Multi-Channel Outreach Sequencing
The candidate re-engagement campaigns use OpenClaw's multi-channel sequencing skill — email, SMS, and LinkedIn message drafts generated in the consultant's voice and customised per candidate based on their profile history. The March 2026 update improved the personalisation logic significantly, producing outreach that reads as individual rather than mass-broadcast.
Compliance Audit Trail
Every candidate communication — outreach, opt-out, confirmation, reference check — is logged with timestamp and content in a structured audit trail. This satisfies the Privacy Act's requirements around data use transparency and makes RCSA compliance reviews straightforward. It's the kind of record-keeping that good agencies know they should have and rarely do consistently.
The Honest Take
Tom is candid about what the system doesn't do. The AI doesn't make placement decisions. It doesn't build client relationships. It doesn't negotiate offers or handle the human complexity of a candidate who gets cold feet the week before their start date.
"All the things that actually make a good recruiter — the relationship stuff, reading people, knowing when to push and when to back off — none of that has changed," he says. "What's changed is that my consultants spend their time doing that, instead of copying and pasting emails and chasing referees."
He also notes that the AI-generated CV shortlists required calibration in the first couple of weeks. The model needed to learn Apex's specific quality bar for construction and engineering roles — not just keyword matching, but understanding the difference between a site supervisor who's managed twenty-person residential builds and one who's run infrastructure projects. That calibration happened through consultant feedback, and the shortlist quality improved noticeably by week three.
"It's not a set-and-forget system," Tom says. "You have to engage with it. But the engagement is quick — reviewing a shortlist rationale takes ten minutes, not four hours — and the system gets better the more you use it."
What Other Recruitment Agencies Should Know
The pattern we've seen at Apex repeats across recruitment agencies of all sizes: the bottlenecks aren't in finding good candidates or building client relationships. They're in the mechanical work that surrounds those activities — the screening, the scheduling, the chasing, the logging.
Under the RCSA Code and the Privacy Act, recruitment agencies already have obligations to manage candidate data responsibly and maintain quality processes. Automating those processes — with the right compliance layer built in — doesn't create additional obligations. It makes meeting existing ones easier and more consistent.

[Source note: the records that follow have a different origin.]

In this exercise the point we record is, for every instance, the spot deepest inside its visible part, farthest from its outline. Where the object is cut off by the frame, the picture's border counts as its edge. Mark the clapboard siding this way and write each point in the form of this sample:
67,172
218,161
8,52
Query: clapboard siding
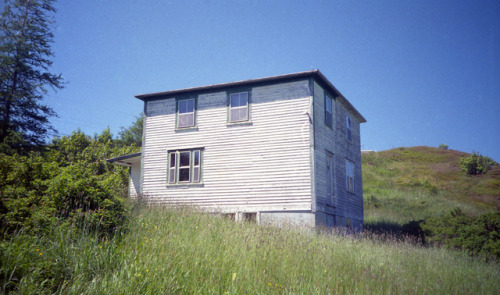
262,166
334,140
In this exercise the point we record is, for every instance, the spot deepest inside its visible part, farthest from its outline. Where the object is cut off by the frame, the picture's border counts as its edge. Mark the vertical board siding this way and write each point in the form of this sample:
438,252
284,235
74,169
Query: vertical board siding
347,204
261,166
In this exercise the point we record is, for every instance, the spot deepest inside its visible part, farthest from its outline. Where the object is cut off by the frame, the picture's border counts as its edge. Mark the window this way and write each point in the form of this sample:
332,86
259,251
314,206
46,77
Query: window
185,113
238,107
328,110
348,127
184,166
349,175
330,179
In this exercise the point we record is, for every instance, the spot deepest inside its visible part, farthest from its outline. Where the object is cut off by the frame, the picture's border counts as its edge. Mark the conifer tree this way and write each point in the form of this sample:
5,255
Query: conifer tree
25,77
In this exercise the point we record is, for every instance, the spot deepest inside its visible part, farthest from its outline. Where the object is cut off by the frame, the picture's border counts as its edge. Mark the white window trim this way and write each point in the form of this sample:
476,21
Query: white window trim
177,167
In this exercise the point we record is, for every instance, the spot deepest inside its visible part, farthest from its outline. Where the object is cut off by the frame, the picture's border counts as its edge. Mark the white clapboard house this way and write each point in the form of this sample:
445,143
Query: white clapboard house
282,149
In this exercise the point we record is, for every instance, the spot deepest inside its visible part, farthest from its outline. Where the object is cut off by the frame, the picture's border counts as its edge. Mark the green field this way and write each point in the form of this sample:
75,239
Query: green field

The database re-engagement result is the one that should make most agency principals pause. If you have a database of qualified, verified candidates that you're not systematically re-engaging, you're leaving placement revenue on the table every month. The Privacy Act permits re-engagement for employment placement purposes. The technology now makes it practical to do at scale without a dedicated relationship management function.
Tom's advice: "Start with one workflow — just the CV screening, or just the scheduling — so you can see how it works with your specific roles. Once you've got that running well, the rest follows naturally."